La bande son a beau être d’une sobriété surprenante pour un film de Jim Jarmusch, Paterson est un film infiniment musical, peut-être un des plus musicaux du cinéaste New-Yorkais. Une partition délicate et drôle composée sur le fil d’une semaine ordinaire dans la vie paisible d’un chauffeur de bus, amoureux en couple et poète à ses heures. Sept jours découpés avec une précision métronomique dans la routine d’une ville moyenne du New Jersey, au cours desquels Jim Jarmusch nous initie à la sublimation du quotidien par la richesse des relations coutumières, par l’attention aux détails cachés sous les habitudes, par la poésie comme art de vivre et saisie dans tout ce qui nous entoure. Ces sept jours sont les sept mesures d’un grand cinéaste idéaliste qui recrée un monde lavé de sa noirceur par la bienveillance et l’énergie créatrice de tout un chacun. Avec Paterson, Jarmusch réussit un splendide film en mode mineur, parfaitement anti-dramatique puisqu’il ne s’y passe (presque) rien d’extraordinaire mais qui, par l’épure proche d’un haïku, parvient à toucher à l’essentiel.
Paterson, c’est le nom de famille du personnage principal qui se lève tous les matins à 6h15 pour avaler son bol de céréales et rejoindre à pied le dépôt de bus duquel il part faire sa tournée. Curiosité des choses, Paterson c’est aussi le nom de la ville du New Jersey où Paterson fait sa tournée pour transporter les habitants qu’il écoute souvent bavarder d’une oreille indiscrète. Paterson enfin, c’est le titre d’un recueil de poèmes que Paterson (le chauffeur) affectionne particulièrement, écrit par William Carlos Williams (1883-1963) sur Paterson (la ville) dans laquelle il habitait naguère lui aussi. Jarmusch a toujours eu un goût pour ces bizarreries : le film n'a pas encore commencé qu'il repose déjà sur un enchevêtrement de sens à explorer. Sauf que contrairement à la plupart des films du cinéaste, Paterson reste sur place, circonscrit à une localité et à quelques lieux récurrents. Et pour cause, notre chauffeur de bus est un type à la vie bien rodée. Il partage avec sa petite amie Laura et leur bouledogue Marvin une harmonie domestique très ritualisée. Laura est aussi excentrique et naïve que Paterson est taiseux et contemplatif. Tous les soirs, il découvre avec circonspection la nouvelle trouvaille créative de sa bien-aimée, sous le regard inébranlable de Marvin, prolongement flegmatique et comique du couple. Tous les menus épisodes de cette vie sont pour Paterson une grande source d'inspiration. Il les consigne dans un petit carnet qu'il transporte partout en une prose ciselée et concrète : évocation des petits bonheurs familiers, de son amour pour Laura, de bribes de conversations glanées au cours de la journée ou de pensées vagabondes surgies au cours de ses trajets. Une poésie d'autant plus touchante qu'elle est modeste et simple (Paterson n'entend pas la publier, contrairement à Laura), témoignage d'un rapport au monde sain et complet.

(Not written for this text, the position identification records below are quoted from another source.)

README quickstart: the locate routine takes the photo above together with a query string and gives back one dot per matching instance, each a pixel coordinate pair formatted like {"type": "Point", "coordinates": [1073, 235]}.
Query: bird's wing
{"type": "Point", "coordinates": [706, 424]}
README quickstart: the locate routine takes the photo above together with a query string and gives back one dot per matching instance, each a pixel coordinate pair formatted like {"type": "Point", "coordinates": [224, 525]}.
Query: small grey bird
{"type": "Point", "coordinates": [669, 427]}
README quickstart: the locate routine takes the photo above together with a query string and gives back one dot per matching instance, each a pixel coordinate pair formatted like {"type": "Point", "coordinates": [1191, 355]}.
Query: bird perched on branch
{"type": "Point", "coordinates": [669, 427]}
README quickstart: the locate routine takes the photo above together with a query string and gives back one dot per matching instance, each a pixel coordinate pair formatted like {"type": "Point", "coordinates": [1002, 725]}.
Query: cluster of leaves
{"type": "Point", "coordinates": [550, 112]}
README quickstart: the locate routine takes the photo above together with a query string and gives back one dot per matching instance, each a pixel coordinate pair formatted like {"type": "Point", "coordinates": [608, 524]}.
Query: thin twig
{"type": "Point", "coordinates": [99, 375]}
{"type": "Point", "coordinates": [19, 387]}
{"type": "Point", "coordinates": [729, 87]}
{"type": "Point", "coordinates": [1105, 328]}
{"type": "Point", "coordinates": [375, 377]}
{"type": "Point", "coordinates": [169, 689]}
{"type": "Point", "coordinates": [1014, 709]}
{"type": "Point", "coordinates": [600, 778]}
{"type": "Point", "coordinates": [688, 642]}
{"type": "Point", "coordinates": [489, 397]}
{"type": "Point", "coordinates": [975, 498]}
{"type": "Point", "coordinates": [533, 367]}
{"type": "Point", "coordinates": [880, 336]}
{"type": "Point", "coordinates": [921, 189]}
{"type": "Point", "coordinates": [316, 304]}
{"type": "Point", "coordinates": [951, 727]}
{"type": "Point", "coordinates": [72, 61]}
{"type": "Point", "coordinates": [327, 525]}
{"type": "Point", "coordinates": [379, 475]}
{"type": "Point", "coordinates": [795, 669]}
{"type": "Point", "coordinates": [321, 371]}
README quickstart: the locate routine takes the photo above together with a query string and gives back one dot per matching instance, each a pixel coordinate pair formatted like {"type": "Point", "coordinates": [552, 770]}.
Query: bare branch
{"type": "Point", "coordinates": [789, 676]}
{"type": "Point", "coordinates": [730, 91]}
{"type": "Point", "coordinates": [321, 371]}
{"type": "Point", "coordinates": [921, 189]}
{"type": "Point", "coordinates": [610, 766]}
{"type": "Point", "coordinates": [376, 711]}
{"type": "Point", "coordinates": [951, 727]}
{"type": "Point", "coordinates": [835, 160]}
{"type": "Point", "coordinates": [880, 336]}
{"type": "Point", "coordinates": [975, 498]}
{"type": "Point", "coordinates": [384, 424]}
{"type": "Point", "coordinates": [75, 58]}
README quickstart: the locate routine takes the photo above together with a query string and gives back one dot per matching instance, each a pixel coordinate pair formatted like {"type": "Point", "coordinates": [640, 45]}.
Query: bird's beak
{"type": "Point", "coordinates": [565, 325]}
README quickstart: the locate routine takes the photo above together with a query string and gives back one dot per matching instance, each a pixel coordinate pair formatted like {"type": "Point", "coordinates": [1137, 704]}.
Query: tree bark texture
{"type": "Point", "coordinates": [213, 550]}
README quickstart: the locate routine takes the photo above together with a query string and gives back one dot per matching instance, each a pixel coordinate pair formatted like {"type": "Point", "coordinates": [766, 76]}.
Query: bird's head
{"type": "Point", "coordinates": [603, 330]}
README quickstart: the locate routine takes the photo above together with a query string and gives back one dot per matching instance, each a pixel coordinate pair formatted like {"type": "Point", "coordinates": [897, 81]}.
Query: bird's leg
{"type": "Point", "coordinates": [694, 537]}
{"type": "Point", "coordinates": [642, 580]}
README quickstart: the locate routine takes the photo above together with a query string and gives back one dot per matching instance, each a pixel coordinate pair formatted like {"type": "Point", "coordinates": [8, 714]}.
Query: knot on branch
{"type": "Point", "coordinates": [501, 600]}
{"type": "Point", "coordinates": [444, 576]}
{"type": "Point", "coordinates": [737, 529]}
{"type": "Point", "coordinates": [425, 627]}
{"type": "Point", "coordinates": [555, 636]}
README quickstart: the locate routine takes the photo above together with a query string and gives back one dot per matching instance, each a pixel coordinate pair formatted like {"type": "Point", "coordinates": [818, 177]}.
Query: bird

En attendant que le week-end déjoue subtilement la routine, la répétition stricte du schéma journalier de Paterson est ponctuée de ce que Jim Jarmusch fait le mieux et qui donne au film tout son charme : rencontres aussi improbables que savoureuses, micro-événements comico-burlesques et divagations oniriques intériorisées. En un instant, la mise en scène parvient à transcender l’ordinaire en dénichant dans le commun du réel les manifestations poétiques les plus inattendues, parfois aux frontières du fantastique. Jim Jarmusch joue avec les apparences, multipliant les rimes visuelles et détournant avec amusement les règles consacrées (Paterson attachant Marvin tous les soirs devant son bar préféré comme un cheval devant un saloon). Ce n'est pas pour rien que Jarmusch place son film sous la référence à William Carlos Williams, ce poète américain qui rompit avec la tradition littéraire en utilisant un vocabulaire populaire, débarrassé de toute afféterie, dans le but d'évoquer le monde au plus proche de ce qu'il est. Dans sa foulée, Jim Jarmusch s'en tient à une vision prosaïque du monde et des affects, prouvant ainsi que le cinéma n’a nul besoin d’emphase pour être exaltant. Tant que les sentiments sont purs, ils suffisent à être bouleversants.